A single protoc invocation drives all three plugins, producing .pb.go, _schema.sql, and _repo.go in one pass:

.PHONY: generate
generate:
	protoc \
	  --go_out=gen  --go_opt=paths=source_relative \
	  --sql_out=gen --sql_opt=paths=source_relative \
	  --repo_out=gen --repo_opt=paths=source_relative \
	  proto/user/v1/user.proto

A single make generate now produces all three artifacts from one .proto file.

Using the generated repository

repo, err := NewUserRepo("app.db")
if err != nil { log.Fatal(err) }

// Insert a new user.
err = repo.Create(ctx, &userv1.User{
  Id:          "u_123",
  Email:       "alice@example.com",
  DisplayName: "Alice",
  OrgId:       "org_456",
})

// Look up by primary key.
user, err := repo.GetById(ctx, "u_123")

// Look up by unique field.
user, err = repo.GetByEmail(ctx, "alice@example.com")
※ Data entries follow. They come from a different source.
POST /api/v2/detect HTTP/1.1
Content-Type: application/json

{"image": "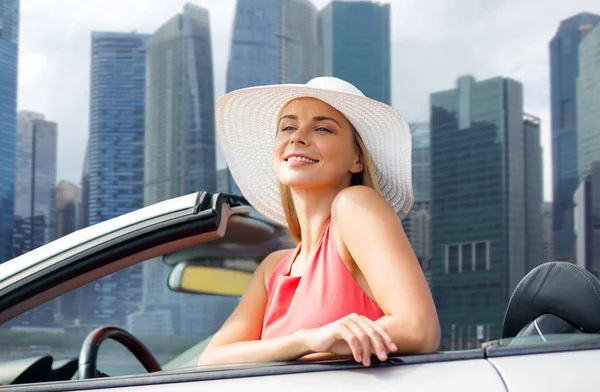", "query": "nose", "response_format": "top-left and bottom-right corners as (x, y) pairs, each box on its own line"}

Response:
(290, 126), (308, 145)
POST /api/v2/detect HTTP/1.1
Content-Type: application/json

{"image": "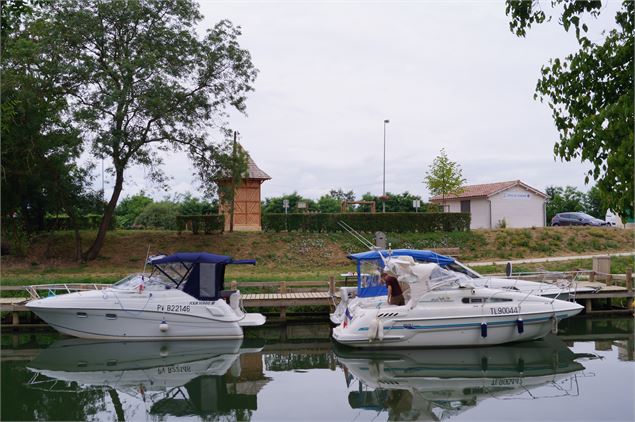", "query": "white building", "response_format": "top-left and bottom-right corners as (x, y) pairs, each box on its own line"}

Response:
(430, 180), (548, 229)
// List all users in an org.
users, err := repo.ListByOrgId(ctx, "org_456")

Every method, its signature, and its SQL query were derived entirely from the annotations in user.proto — no repository code was written by hand.

Tradeoffs

What you gain:

  • One file to rule them all — add a field to the proto, re-run make generate, done.
  • No ORM magic — plain SQL queries, full visibility into what hits the DB.
  • Embeddable binary — schema ships inside the binary via //go:embed.
  • Natural relations — when two proto messages reference each other (e.g. User and Org), annotate both with db_msg and use an index: true field on the foreign key. Each message gets its own table and its own generated repository; joining them is a plain SQL query rather than a nested-message blob.

Watch out for:

  • Reflection cost — cache the column map for hot paths.
  • Proto field numbers vs column order — proto field numbers are for wire encoding; column order in SELECT * is defined by DDL order. Keep them aligned or always name columns explicitly.
  • Schema migrationsCREATE TABLE IF NOT EXISTS is idempotent for creation but won’t add new columns to an existing table. Use a migration tool like golang-migrate or Atlas for production schema evolution.
  • Complex types — nested proto messages become TEXT (JSON-encoded). Fine for rarely-queried data; a poor fit for deeply queryable nested structures.

Beyond SQLite — Porting to Other Databases

The same proto annotation trick extends beyond SQL. Point a different plugin at your .proto file and emit a MongoDB validator schema, a DynamoDB attribute map, or a Redis hash structure. The plugin ecosystem is the leverage point — the proto file stays the same regardless of where the data lands.

Conclusion

The .proto file has always been the contract between services. This post extends that idea one step further: make it the contract between your code and your database too. A custom protoc plugin turns field annotations into DDL; a reflection-based scanner maps rows back to structs without manual binding; a second plugin generates the entire repository from the same source. The result is a system where adding a field, an index, or a new query method is a single edit in one file followed by make generate — no drift, no duplication, no boilerplate.


Disclaimer: My postings are my own and don’t necessarily represent Stripe’s positions, strategies or opinions.